Federal disaster relief is "bad economics, bad morality and bad constitutional law."
When I heard those words uttered by now-GOP presidential candidate Ron Paul (R-TX), I was perplexed and taken aback by his marked apathy. In essence, Rep. Paul and certain libertarians believe that there should be no federal funds for disaster relief. Hence, if a tornado, earthquake, hurricane, flood, wildfire or other act of God ravages a city like Joplin or New Orleans, then the residents of those respective communities should be responsible for their own rebuilding efforts. Proponents who agree with this notion often adhere to the personal responsibility principle as the backdrop for their conviction that disaster victims should help themselves instead of reaching into the wallets and bank accounts of their fellow taxpayers.
Rep. Paul's sentiments were recently echoed -- though less extreme -- by House Majority Leader Eric Cantor as he discussed his position relative to earthquake aid for areas in his own district in Virginia. According to Cantor, "There is an appropriate federal role in incidents like this [...] all of us know that the federal government is busy spending money it doesn't have."
I also found Cantor's statement to be very indifferent and somewhat hypocritical from a congressional leader who has repeatedly voted for tax cuts for the rich and corporate welfare subsidies for Big Oil companies without any offsets. In simpler terms, Cantor has no problems with big corporations and the very wealthy getting breaks and perks, but disaster victims should wait for Congress to eliminate spending elsewhere in the federal budget before they get any relief.

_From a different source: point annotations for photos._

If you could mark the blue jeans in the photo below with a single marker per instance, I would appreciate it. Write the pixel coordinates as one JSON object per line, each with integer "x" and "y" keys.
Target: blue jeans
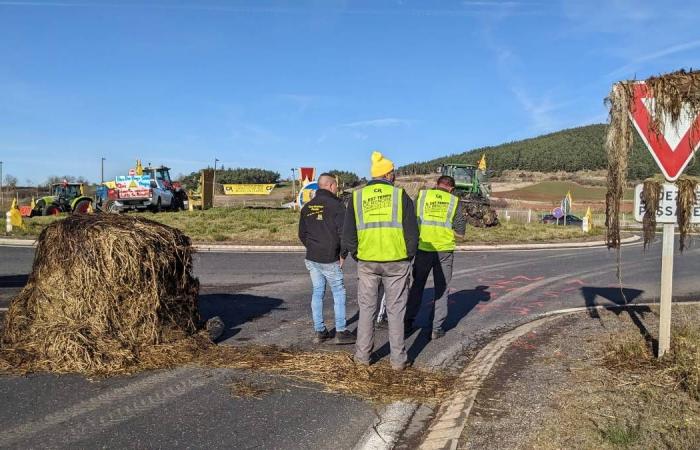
{"x": 320, "y": 275}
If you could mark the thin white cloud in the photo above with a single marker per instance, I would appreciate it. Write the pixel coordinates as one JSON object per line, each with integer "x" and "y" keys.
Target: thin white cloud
{"x": 467, "y": 9}
{"x": 377, "y": 123}
{"x": 302, "y": 102}
{"x": 629, "y": 68}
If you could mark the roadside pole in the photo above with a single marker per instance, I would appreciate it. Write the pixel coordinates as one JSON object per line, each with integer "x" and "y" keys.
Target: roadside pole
{"x": 666, "y": 289}
{"x": 294, "y": 188}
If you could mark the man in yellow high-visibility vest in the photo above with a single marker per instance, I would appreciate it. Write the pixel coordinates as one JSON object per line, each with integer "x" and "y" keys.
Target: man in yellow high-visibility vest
{"x": 381, "y": 233}
{"x": 440, "y": 218}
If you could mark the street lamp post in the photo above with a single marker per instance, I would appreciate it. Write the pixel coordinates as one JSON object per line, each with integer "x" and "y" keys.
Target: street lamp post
{"x": 294, "y": 187}
{"x": 2, "y": 195}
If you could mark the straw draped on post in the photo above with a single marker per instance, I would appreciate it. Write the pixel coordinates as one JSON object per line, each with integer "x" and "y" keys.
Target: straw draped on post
{"x": 675, "y": 95}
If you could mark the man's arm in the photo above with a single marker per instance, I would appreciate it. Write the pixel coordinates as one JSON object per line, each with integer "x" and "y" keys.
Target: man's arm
{"x": 302, "y": 226}
{"x": 410, "y": 226}
{"x": 459, "y": 224}
{"x": 349, "y": 240}
{"x": 339, "y": 220}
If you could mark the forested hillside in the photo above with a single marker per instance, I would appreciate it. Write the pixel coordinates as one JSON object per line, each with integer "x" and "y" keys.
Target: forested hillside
{"x": 568, "y": 150}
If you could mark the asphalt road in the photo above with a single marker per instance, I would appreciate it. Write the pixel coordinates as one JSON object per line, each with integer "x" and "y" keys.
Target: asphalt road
{"x": 264, "y": 299}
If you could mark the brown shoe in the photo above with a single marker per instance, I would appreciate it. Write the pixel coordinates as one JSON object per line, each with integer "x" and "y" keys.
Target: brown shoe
{"x": 359, "y": 362}
{"x": 401, "y": 367}
{"x": 344, "y": 337}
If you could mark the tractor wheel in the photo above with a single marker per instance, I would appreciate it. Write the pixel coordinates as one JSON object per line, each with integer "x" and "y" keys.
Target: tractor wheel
{"x": 82, "y": 207}
{"x": 51, "y": 210}
{"x": 158, "y": 207}
{"x": 111, "y": 207}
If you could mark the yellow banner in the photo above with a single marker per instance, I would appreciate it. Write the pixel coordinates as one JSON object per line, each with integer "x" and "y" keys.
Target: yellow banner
{"x": 248, "y": 189}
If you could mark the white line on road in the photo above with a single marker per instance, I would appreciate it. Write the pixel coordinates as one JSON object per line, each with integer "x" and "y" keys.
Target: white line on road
{"x": 29, "y": 429}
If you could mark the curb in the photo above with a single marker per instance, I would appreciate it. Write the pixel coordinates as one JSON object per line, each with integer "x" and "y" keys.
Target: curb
{"x": 231, "y": 248}
{"x": 453, "y": 415}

To a degree, I do concur with Paul, Cantor and the like that insurance is still one of the best mechanisms to protect one's home and its contents in the event of damage or destruction. But, as evidenced in Virginia, there are exceptional disasters that occur that simply are not covered under standard insurance policies.
There are certainly ways to improve disaster relief at the federal level. From a congressional perspective, it would likely prove beneficial if lawmakers could approve disaster relief funding on an annual basis as a part of the budget, which would negate ad hoc requests to add such payments as supplements. Additionally, it would be prudent to establish limitations on sensitive and high-risk areas that are prone to disasters to discourage further development.
Persistent efforts are needed to improve accountability, management and oversight of FEMA that has made significant mistakes. And, continual improvement of the disaster insurance system could also help reduce the miscalculation of risks that ultimately force insurers to leave certain states or to truncate the number of policies that they issue.
Notwithstanding, should the federal government stop helping those individuals that have been affected by acts of God to help balance the budget? Resoundingly, no!
As aforementioned, there are at least several ways to reform disaster relief but exhibiting a lack of compassion clearly leads to nowhere. Selfishness and dogmatic stubbornness are the real examples of bad morality. And, arguments on whether federal disaster relief evolves from the Constitution, the General Welfare Clause or an Executive Order should not supersede the humane discussion of the suffering of others and the unselfish willingness to assist and to encourage those who are hurting and needy.